Michael Malek Najjar

Michael Naijar

Theatre Arts

mnajjar@uoregon.edu | 541-346-2237

Courses: Theatre History, Middle Eastern Theatre, Israeli-Palestinian Theatre

In my courses you will:

  • Practice foundational, transferrable skills.
  • Interact during exciting, participatory class meetings.

I was invited into the Teaching Academy because:

  • I was a member of the Working Group on Inclusive and Intercultural Teaching.
  • I was a Fellow in the Teaching Difference, Inequality, Agency CAIT Group.

In what ways are you working to make your teaching inclusive?

I am always striving to make my teaching more inclusive by using course materials that are more expansive, working to learn and understand my students' goals for learning and working to connect course content to those goals, and to motivate my students to understand the necessity of the course material to their own lives.
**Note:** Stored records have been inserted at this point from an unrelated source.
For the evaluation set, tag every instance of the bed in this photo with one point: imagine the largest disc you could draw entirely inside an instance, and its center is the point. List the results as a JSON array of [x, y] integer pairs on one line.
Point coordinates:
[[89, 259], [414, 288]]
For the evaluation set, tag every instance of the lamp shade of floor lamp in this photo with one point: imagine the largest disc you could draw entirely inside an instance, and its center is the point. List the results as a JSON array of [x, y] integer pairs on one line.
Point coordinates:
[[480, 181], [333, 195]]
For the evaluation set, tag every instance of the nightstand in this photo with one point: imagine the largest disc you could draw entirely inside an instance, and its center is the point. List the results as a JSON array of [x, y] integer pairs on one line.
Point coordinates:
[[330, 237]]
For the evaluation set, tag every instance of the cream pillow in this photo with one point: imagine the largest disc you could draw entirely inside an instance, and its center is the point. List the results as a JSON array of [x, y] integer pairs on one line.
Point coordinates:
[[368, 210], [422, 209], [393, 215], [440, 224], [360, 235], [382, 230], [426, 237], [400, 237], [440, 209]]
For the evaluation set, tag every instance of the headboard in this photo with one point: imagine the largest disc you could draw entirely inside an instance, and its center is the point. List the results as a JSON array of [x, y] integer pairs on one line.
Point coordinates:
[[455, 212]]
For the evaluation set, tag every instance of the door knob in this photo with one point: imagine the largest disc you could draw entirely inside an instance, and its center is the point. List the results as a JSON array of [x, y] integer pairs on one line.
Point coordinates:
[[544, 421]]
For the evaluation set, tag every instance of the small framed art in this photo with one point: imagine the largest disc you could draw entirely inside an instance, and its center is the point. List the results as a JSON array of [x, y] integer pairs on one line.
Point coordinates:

These are just a few ways I am striving to achieve inclusivity.

What do you do in terms of professional engagement with the teaching and learning culture on campus or nationally?

I attend national conferences and make it a point to attend seminars that focus on pedagogy. I also attempt to read more about the role of universities in our national conversation about the role of education in the United States. I plan to attend more workshops that focus on teaching and learning throughout my career as a professor.

In what ways was your teaching in this course research-led—informed by research on how students learn and inflected by UO's research mission?

One of the ways I included research-led materials is by working on plays last year by playwrights who are actively engaged in writing about the Israeli-Palestinian conflict, co-editing a collection of those plays and writing introductions and prefaces to the plays, then having students read the plays and Skyping with all of the playwrights all term long. In this way I am actively connecting my research into this field with my pedagogy and my students have told me this has been a valuable addition to the classroom experience.

Where do you find inspiration?

I believe that the theatre has an indirect way of changing our world. Many of the plays I direct and write about in my critical work are by what I call "playwrights of conscience." What I mean by this term is that these are playwrights that do not focus on "entertainment" but rather on creating works that have a direct focus on the pressing issues facing our world today. These issues include how to create peaceful interactions between conflicting groups, how to build empathy in conflict zones, how to create dialogue in spaces where little or no dialogue exists, and how to use the theatre to change our world for the better. These are lofty goals but these playwrights are committed to this mission despite not being widely produced or accepted by mainstream theatres. This kind of work inspires me most because I believe that it is necessary theatre that can instigate change in our world. This inspires me as a theatre maker and as a professor of theatre, and I hope it continues to inspire my students as well.